In many ways, this is the worst time in the publishing cycle. The book’s been out for a week or so and you’re waiting for the reviews to start trickling in. If you’re sensible, you put everything to one side and get on with something else. If you are not sensible, you devote every waking hour to googling your name, the book’s name and the publisher’s name and every combination of the three, and wondering what else you can be doing to get the whole world to read the book.
I am not sensible.
On the plus side, I feel a lot more confident about TAKE IT COOL than I ever felt about either MRS DARCY or DOT DASH. Despite the fact that MRS DARCY made it as far as the W H Smith top 50 promotional racks for a few weeks, it was still fighting against a lot of negative feelings from some quarters. It arrived on the tail end of the Jane Austen plus zombies/sea monsters/whatever fad, and however much I tried to tell people that it was conceived a long time before all that and it wasn’t really one of those things AT ALL, no-one was listening. The first review, in the Gatehouse Gazette, was also pretty awful, which didn’t help, and no-one in the print media was sufficiently interested to review it at all.
As for DOT DASH, even though it did eventually get a nice four star review in the Independent on Sunday, I never felt entirely confident about it, mainly because I have a slightly semi-detached relationship with the short story world. This is largely because I have – as yet – no qualifications whatsoever to be writing anything approaching literature and also because I’m the bloke who wrote MRS DARCY VERSUS THE ALIENS.
But TAKE IT COOL comes with no baggage. It’s the first book I’ve written that I feel 100% comfortable about, and I really, really want it to succeed. I know my publisher is working as hard as I am (probably harder) but the truth is that – as with everything in publishing – no-one really knows what is going to happen.

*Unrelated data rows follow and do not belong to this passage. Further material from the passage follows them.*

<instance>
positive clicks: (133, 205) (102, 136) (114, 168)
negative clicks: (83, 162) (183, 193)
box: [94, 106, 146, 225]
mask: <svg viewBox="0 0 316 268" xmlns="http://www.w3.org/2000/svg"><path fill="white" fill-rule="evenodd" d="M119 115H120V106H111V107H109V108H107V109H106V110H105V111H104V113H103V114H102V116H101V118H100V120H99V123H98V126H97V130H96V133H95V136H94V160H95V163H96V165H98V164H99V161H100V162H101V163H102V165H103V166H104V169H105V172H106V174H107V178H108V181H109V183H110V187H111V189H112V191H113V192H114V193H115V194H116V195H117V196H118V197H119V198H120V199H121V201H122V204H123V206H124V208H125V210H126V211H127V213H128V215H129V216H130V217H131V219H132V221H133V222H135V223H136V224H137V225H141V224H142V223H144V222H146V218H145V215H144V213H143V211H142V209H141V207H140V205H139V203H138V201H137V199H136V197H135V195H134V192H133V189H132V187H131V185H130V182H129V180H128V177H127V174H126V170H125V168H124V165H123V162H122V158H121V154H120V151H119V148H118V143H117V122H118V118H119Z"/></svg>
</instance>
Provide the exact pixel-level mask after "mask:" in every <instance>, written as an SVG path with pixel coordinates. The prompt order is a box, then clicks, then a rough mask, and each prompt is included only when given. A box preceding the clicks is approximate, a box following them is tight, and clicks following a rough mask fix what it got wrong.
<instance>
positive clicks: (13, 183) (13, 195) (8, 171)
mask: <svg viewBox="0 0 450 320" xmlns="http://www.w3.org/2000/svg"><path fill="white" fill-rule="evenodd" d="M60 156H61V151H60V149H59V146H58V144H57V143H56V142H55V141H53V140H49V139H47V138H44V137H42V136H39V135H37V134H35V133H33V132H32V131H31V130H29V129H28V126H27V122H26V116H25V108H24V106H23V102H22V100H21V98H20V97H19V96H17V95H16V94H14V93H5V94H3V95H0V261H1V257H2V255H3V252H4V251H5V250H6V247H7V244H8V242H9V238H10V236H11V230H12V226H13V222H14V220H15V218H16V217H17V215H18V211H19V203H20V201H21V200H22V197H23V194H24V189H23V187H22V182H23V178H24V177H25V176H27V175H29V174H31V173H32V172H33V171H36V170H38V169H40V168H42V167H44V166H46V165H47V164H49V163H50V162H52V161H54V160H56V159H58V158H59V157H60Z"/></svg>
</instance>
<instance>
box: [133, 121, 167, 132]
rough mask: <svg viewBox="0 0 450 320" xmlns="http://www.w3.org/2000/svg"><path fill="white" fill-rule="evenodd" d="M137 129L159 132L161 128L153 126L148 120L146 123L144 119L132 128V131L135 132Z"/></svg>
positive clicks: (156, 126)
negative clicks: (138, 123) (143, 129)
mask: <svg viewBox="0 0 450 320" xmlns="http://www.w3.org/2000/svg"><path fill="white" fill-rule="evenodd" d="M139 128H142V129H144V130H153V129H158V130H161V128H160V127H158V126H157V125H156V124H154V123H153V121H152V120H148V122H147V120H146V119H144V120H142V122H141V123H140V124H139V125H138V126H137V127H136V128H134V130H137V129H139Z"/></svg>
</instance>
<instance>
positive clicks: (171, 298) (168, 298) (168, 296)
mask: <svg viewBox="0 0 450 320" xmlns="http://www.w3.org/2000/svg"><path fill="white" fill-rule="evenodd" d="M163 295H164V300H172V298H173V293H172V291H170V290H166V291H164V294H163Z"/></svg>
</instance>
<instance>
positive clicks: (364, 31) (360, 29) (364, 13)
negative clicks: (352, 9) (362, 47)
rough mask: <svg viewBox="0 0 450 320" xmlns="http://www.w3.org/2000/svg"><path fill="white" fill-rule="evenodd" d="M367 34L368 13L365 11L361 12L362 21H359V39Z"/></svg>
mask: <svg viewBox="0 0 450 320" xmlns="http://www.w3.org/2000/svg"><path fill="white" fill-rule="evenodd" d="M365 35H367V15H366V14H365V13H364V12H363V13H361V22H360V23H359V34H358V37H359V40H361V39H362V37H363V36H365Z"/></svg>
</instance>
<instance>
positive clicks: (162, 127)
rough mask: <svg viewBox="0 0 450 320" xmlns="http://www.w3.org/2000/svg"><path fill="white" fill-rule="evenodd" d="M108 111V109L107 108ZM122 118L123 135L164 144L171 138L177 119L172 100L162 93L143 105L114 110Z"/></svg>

It has, at least, started to get some nice reviews, starting with this from ace short story writer David Rose:
Any mention of reggae calls to mind the Conservative politician several decades ago who attempted to boost his street cred by talking about his love of it, but who scuppered all cred by pronouncing it ‘Reggie’. I did at least know how to pronounce it, but not much more. My point is that this book is not just for reggae buffs (if that is the term). It is intriguing, unusual and very, very funny. Apart from the main theme, there are riffs on the coolness – or otherwise – of the oboe, a cemetery in Portishead, and the graveyard of Stevenage. Even the secondary theme – the worrying possibility of ancestral involvement in the slave trade – while by no means flippant – still doesn’t dampen the wit. And there’s a happy ending (and who knows, maybe this book will do for Dennis what ‘Searching For Sugarman’ did for Rodriguez).
I honestly can’t think of a better, more off-beat summer read, with maybe ‘Total Reggae Summer Vibes’ in the background, and a long, cool drink. ‘Lovely stuff’.
It’s wonderful to hear that from someone who probably wouldn’t have picked up the book unless he happened to be a supporter of Two Ravens Press but absolutely gets it. So much so that he’s apparently ordered another copy for a friend. The momentum is beginning to build. We’re going to get this thing moving somehow.